Erwin Rommel ve Marseille.


eylül 1942'de afrikakorps'un envanterinde 65'i uçabilir vaziyette 112 uçak vardır

ingilizler ise güney afrika, rodezya, avustralya ve yeni zelanda pilotlarına lend lease anlaşmasından gelen p40 uçakları vererek 800 uçaklık bir sayısal bir üstünlüğe sahiptir. az sayıda alman pilotun omuzlarında çok büyük baskı vardır ancak jg27 as pilotları büyük oranda da marseille sayesinde afrika üzerindeki hakim hava kuvveti olmayı sürdürmektedir. tek bir insanın devletler seviyesindeki dengeyi yerinden oynatabilmesi elde silah altında araç savaşan askerlerde pek görülmez. generaller mareşaller bu tip işlerin sorumlusudur. ancak alman ordusunun en genç yüzbaşısı hans joachim marseille uçtuğu sürece afrika göklerinde 800 uçağı olan ingilizler bir türlü hava üstünlüğü kuramazlar. karşılarında çok değişik bir adam vardır.

ona rağmen baskının psikolojik bir boyutu da vardır. 6 eylülde arkadaşı steinhausen ve 7 eylülde en yakın dostu stahlschmidt uçuşlarından geriye dönemezler. çok neşeli şakacı bilinen marseille bu kayıplardan sonra içine kapanır. hava savaşları kendisini fiziksel olarak aşırı yormaya başlar. birkaç seferinde inip bayılacak gibi olmuştur.

luftwaffe bu arada marseille'in uçtuğu uçak serisini upgrade eder. messerschmitt bf109f4 marseille'in yıldızlaştığı uçaktır. f serisinin ağırlığı, motor gücü, silah donanımı şasisinin limitlerine uygundur. dengeli bir uçaktır. ancak şimdi 1475 beygirlik enjeksiyonlu bir db601 motoru takılarak g serisine yükseltilmiştir. g serisi ya da bilindik adıyla gustav, ilk çıkışında motor problemleriyle boğuşan yeterli soğutulamadığı için prematüre alev alabilen ve bu kazalarla bir çok pilotu telef eden güçlü ancak tehlikeli bir uçaktır. marseille bununla ilk görev uçuşunda ölür. aslında f serisi uçağını bırakmak istememiştir ama mareşal albert kesselring telefonda kendisine bizzat emir verince söz dinlemek zorunda kalmıştır.

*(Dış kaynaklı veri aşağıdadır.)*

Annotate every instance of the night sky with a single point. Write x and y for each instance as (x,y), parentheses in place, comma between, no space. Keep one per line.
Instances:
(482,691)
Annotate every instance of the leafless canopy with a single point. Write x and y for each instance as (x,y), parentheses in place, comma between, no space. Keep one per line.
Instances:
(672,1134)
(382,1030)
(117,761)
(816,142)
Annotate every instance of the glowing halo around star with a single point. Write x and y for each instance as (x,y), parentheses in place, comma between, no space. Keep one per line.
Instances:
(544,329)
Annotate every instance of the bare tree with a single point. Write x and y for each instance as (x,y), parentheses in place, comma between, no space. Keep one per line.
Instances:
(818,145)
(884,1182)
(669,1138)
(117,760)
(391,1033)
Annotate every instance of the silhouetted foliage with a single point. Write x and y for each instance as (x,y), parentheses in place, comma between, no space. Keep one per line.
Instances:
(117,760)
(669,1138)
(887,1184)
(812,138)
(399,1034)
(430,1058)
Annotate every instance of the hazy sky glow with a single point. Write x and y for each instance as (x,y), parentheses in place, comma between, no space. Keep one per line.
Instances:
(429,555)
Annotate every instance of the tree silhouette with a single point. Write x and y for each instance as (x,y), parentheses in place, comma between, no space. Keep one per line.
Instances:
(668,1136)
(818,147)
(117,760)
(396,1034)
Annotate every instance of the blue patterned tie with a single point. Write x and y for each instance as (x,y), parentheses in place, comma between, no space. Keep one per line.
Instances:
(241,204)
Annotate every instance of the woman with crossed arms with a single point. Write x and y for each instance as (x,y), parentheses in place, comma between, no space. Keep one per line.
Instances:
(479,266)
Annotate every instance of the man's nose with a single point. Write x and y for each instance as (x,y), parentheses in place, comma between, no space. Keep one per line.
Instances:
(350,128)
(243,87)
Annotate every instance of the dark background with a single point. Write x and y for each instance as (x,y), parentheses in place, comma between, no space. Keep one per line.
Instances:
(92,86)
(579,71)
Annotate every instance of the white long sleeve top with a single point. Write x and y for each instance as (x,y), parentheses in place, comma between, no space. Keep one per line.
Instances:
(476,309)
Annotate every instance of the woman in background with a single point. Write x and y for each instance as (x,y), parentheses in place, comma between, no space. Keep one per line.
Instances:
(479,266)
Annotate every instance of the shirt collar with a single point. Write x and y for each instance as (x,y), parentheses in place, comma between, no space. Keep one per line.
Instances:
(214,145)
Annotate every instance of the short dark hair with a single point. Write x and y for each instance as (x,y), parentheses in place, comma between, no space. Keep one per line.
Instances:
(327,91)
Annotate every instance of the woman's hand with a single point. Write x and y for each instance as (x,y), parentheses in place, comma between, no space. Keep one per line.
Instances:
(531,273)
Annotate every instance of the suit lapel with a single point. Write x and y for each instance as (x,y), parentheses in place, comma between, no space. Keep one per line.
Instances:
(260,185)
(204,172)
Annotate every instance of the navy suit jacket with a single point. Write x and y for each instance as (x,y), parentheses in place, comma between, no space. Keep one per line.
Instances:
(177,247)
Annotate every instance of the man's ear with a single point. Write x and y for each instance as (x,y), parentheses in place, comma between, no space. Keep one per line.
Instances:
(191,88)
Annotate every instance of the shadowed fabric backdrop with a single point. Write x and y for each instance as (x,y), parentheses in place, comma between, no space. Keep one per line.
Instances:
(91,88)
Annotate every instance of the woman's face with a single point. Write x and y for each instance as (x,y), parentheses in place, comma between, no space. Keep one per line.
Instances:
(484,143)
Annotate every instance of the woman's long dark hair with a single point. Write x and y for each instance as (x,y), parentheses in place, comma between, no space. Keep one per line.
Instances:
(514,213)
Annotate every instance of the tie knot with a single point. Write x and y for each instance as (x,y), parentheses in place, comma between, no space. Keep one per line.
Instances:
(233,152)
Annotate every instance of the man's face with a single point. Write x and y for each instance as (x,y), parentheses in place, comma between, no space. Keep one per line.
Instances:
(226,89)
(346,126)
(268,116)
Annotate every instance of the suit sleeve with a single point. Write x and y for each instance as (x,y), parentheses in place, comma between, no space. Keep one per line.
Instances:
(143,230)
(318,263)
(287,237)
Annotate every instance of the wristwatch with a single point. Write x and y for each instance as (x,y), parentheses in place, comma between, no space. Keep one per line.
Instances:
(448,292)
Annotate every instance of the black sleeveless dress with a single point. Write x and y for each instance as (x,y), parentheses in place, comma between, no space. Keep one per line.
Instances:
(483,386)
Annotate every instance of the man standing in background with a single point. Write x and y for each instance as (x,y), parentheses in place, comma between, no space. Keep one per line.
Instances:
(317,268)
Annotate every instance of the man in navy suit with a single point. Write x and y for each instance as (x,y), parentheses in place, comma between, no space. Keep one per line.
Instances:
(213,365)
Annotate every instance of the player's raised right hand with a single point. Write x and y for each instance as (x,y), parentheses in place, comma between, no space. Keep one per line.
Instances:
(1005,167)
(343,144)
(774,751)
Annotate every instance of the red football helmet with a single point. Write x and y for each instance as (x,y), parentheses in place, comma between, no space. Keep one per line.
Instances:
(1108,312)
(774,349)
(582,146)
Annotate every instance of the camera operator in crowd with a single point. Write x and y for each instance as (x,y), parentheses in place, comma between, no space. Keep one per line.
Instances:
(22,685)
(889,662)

30 eylül'de (1942) bf109g2 uçağıyla olaysız bir görev uçuşundan dönerken marseille bir yanık kokusu alır. birden kabine duman dolmaya başlar ve kendisi oksijen maskesini takarak kapkara bir ortamda kör uçuş yapmaya başlar. yanındaki diğer uçaklardaki arkadaşlarının telsizden yönlendirmesiyle alman hatlarına geri uçar ve burada son sözlerini söyler:

"artık dayanamayacağım, atlıyorum"

alman uçağı terk prosedürü uçağı yere paralel uçarken tepetaklak edip kemerleri çözmek ve yerçekimiyle yere düşerken elevatör ve kuyruğa çarpmama üzerine kuruludur. marseille uçağını tepetaklak edip kanopiyi açar. ancak dumandan gösterge tablosunu bile görememektedir. tepetaklak yere paralel uçtuğunu sanarken aslında 70 derecelik bir açıyla yere doğru hızlanmaya başlar. uçağını terk ettiğinde büyük bir hızla kuyruğa çarpar ve çarpmanın şiddetiyle bayılarak paraşütünü açamaz. sidi abd el rahman mevkiinde paraşütsüz büyük bir hızla çarparak ölür. yerde paraşüt kopçaları hala çekilmemiş olarak bulunmuştur. açmaya bile yeltenememiştir.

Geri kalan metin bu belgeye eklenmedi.